Grassroots Zen by Perle Besserman & Perle Besserman
Author:Perle Besserman & Perle Besserman
Language: eng
Format: epub
ISBN: 0-8048-3243-9
Publisher: Tuttle Publishing
IT IS NOT EASY TO BE SURE WHICH END IS WHICH
OF A RESTING SNAIL
KYORAI
LIVING WITH LIMITATIONS
SPIRITUAL GROWTH AND NARROW SPACES
Strictly speaking, we don’t live “with” limitations so much as we live “as” them. It’s just that we’ve gotten into the habit of looking at life from the inside out. When the boss creates a new policy that limits us, we say, “Oh, well, I guess I’ll have to live with it, like it or not.” It’s one way of confronting challenges to our space. Another way is to quit our job. But when we’ve matured a little in our Zen practice, we come to see that we are no different from the limitations we’re experiencing. We see ourselves as limitation, constraint, change, and so forth. Once we’ve bridged the space between ourselves and the moment, there is no one experiencing some event or condition out there that occupies a different space from the one in here. Experience isn’t being thrown at us like a ball. We aren’t catching it or throwing it back, nor are we contemplating it. Rather, we are one with the experience itself. As in the case of the “resting snail,” there’s no telling “which end is which.”
To look at it concretely, living as limitation when you have a cold, for example, is living as sniffling, as stuffed up. In this very moment, your life is manifesting as a cold.

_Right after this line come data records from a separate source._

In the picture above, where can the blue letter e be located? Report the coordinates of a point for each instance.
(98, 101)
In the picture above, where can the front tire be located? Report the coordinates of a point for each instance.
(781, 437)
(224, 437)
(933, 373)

Trouble is, we don’t usually see it this way. We feel we’re being constrained by circumstances, imposed upon by a virus. If we’re really physically impaired, the boundaries between us and the freedom to live as we want appear even greater.
SURVIVAL
When we talk of survival, we have to realize that we are living in the relative peace and prosperity of a technologically advanced country. Most Grassroots Zen practitioners are comfortable, middle-class people who don’t live under the constraints that fall into the category of survival. We don’t have to fear being devoured by tigers. We don’t have to worry that the mushrooms we’re about to eat may be poisonous; we go to the supermarket and assume that, because they’re wrapped in cellophane, they’re not. Never mind that their long-range effects may be poisonous because they’ve been sprayed with pesticides; in the short-run, at least, we can be pretty sure we won’t keel over and die at the first bite.
On a day-to-day basis, what we conceive of as limitation is more mental than physical; it’s something we build up ourselves. Going from the first level of raw survival to the more immediate level of our everyday lives, it’s more realistic to look at the limitations we ourselves read into conditions—what we think of as somehow hampering our will. We might be limited financially or professionally. Our work may not be highly regarded or socially useful. We ourselves may have freely chosen our professions, we may love making art or music, say, but the world around us isn’t particularly interested in what we’ve got to offer. So what do we do? We start measuring ourselves against the world around us.